Council was unanimous in voting to add $100,000 from city reserves for the review that is expected to be done by the fall.
As Michael Abbott, the city’s acting manager of fleet and transportation services, said in an earlier report to council: “The review will conduct a gap analysis of the city’s policy and the current allocations of budget and fleet resources, examine other approaches used in similar sized winter cities, identify any new and emergent technologies and best practices, and detail an implementation plan for recommended change.
“This review will also provide key inputs into the ongoing snow site management plan review and examine the current fee structure for use of the city’s snow dump facilities.”
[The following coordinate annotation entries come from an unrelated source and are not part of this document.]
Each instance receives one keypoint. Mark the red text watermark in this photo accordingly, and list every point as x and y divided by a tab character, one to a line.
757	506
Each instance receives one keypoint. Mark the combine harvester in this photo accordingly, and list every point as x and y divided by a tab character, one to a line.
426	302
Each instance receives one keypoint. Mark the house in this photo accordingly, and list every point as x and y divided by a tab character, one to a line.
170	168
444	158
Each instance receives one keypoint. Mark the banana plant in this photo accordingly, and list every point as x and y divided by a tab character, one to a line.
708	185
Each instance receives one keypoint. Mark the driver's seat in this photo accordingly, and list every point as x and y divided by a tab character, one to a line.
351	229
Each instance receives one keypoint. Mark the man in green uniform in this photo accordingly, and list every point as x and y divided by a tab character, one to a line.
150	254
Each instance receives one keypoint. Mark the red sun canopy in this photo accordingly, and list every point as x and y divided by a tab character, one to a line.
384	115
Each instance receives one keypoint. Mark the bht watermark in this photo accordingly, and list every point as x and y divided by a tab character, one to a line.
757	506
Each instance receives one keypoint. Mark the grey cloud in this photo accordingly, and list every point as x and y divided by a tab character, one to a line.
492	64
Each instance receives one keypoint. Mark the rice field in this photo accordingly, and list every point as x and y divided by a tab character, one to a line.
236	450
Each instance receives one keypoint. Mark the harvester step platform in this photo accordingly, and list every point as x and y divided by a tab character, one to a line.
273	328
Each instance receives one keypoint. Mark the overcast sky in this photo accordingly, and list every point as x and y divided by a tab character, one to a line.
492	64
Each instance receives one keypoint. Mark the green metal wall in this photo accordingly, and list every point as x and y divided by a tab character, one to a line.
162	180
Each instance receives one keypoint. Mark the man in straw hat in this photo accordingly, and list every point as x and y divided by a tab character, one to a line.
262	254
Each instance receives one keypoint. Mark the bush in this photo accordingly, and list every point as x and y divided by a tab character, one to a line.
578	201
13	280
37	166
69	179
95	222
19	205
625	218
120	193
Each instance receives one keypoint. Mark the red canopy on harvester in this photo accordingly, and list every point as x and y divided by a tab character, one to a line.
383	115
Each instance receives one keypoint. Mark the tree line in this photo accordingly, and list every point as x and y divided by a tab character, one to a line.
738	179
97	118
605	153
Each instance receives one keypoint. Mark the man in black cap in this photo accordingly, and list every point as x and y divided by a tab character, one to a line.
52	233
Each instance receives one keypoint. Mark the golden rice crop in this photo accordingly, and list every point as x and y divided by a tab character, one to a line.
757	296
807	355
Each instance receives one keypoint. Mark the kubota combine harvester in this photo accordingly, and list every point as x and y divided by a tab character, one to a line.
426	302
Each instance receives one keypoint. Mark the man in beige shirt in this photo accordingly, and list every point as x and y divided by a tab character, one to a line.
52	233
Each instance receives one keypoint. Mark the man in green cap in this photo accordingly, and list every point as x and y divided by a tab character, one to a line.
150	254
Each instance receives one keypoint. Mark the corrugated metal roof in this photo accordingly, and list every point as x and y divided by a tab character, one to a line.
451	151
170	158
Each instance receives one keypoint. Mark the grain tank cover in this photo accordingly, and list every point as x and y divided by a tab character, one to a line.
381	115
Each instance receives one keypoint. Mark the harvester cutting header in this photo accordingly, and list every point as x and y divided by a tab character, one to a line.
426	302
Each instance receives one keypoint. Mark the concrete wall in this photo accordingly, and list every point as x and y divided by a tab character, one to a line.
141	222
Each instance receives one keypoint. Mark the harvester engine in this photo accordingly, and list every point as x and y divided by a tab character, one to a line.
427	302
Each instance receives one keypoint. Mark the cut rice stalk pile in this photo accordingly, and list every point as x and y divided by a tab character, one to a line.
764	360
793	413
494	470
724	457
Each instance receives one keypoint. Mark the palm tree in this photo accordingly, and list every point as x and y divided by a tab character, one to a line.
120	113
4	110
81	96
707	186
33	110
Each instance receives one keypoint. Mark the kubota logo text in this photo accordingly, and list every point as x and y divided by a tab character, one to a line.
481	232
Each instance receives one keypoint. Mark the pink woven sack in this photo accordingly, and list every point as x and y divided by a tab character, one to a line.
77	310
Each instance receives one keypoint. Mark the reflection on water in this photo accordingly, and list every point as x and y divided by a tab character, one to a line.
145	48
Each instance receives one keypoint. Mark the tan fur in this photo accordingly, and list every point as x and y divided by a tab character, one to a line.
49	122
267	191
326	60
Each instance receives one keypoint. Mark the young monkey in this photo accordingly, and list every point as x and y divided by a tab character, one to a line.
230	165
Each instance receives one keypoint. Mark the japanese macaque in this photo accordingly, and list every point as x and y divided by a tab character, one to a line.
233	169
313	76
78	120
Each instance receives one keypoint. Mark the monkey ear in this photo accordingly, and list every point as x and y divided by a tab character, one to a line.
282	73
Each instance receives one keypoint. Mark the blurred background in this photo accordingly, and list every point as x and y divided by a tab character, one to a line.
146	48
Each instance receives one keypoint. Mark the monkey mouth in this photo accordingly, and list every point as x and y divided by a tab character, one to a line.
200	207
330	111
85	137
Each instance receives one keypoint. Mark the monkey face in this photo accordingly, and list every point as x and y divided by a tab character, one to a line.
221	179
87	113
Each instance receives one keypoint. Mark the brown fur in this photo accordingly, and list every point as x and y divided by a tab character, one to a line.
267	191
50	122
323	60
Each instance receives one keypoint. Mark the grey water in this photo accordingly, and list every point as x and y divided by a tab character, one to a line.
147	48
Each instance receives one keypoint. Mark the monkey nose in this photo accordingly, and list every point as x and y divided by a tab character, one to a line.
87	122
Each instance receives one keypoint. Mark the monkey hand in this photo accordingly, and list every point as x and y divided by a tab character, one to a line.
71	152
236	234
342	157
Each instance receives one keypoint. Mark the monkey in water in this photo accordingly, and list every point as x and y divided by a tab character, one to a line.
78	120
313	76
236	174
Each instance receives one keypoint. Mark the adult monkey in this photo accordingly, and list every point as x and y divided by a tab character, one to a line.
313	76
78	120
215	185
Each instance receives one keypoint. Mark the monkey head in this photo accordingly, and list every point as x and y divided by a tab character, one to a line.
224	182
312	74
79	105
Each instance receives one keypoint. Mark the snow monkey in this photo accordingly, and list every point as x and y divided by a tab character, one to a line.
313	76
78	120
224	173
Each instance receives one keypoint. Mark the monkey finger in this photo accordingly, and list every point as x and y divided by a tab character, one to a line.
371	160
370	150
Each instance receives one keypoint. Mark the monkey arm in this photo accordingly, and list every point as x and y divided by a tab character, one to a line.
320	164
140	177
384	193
City operations manager Tracy Allen confirmed when questioned by Coun. Kirk Cameron that the review would also look at accessibility and trail issues around snow clearing.
Issues around schools were also cited. Coun. Jocelyn Curteanu pointed to student safety concerns brought forward by the Grey Mountain Primary School council during an operating budget public input session (See coverage, opposite page.) and Coun. Ted Laking suggested the review should also consider enhancing snow removal along school bus routes with the possibility of asking the Department of Education to consider funding for such work.
“I think that when we have school buses getting stuck on the way to class or way back from class that that’s not appropriate and we should be looking at how we can enhance school bus routes as well,” Laking said.
Cabott also reiterated her support for the review ahead of the vote, noting the city is clearly working with an outdated policy that was developed when Whitehorse had a more semi-arid climate.
“We’re not there anymore,” she said.
Record snowfalls in recent years mean the city needs to respond with a more wholesome policy, she said.
While Cabott expressed excitement about the policy review, she also cited concerns around a tight timeline to have the policy done in time to implement changes for the 2023-24 winter season.
“I’m really hopeful that we will be able to issue the RFP (request for proposals) or the tender – however, we are proposing to do it – so that the work can start to be done as soon as possible so that we get the information that we need to inform the operating budget and the capital budget for 2023,” she said.